Amazon Simple Queue Service (SQS) is a fully managed message queuing service that enables decoupling between application components.
Producers send messages to a queue, and consumers retrieve and process them asynchronously. This architecture allows each component to scale independently and improves overall fault tolerance.

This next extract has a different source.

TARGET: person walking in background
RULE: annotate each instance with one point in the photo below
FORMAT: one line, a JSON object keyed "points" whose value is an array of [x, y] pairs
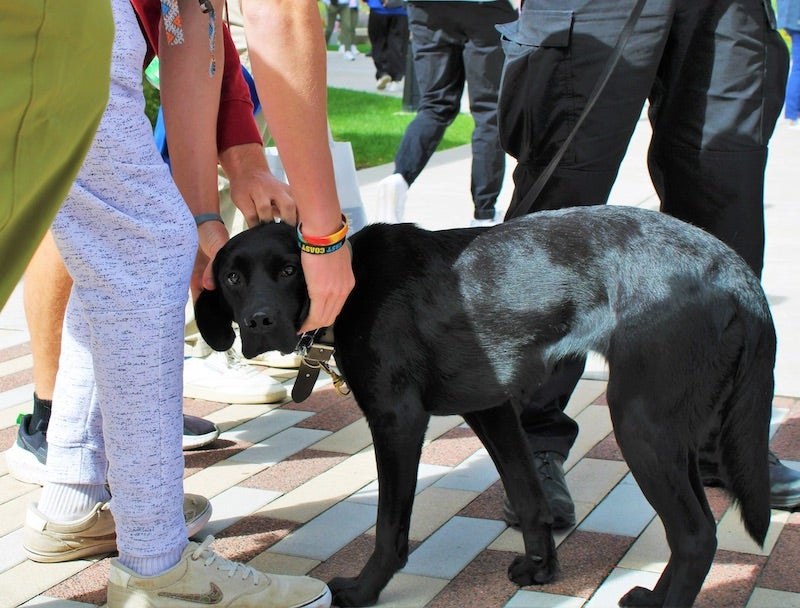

🟢 Amazon SQS – Queue Types

Standard Queue

  • Oldest and most widely used SQS type
  • Unlimited throughput and number of messages
  • Low latency: typically < 10 ms for publishing and receiving
  • Message size limit: up to 256 KB
  • Retention: 4 days by default, configurable up to 14 days
  • Delivery semantics:
    • At-least-once delivery → duplicates possible
    • Best-effort ordering → messages may arrive out of order

FIFO Queue

  • Must have a .fifo suffix in the queue name
  • Ensures First-In-First-Out delivery order
  • Exactly-once processing (no duplicates)
  • Ordering is maintained using a Message Group ID (required for each message)
  • Deduplication ID prevents the same message from being enqueued more than once within the deduplication interval
  • Throughput:
    • Up to 300 messages/sec without batching
    • Up to 3,000 messages/sec with batching
  • Ideal for order-sensitive workloads such as financial transactions or sequential workflows
You cannot convert an existing Standard queue into a FIFO queue. You must create a new FIFO queue and migrate producers/consumers to it.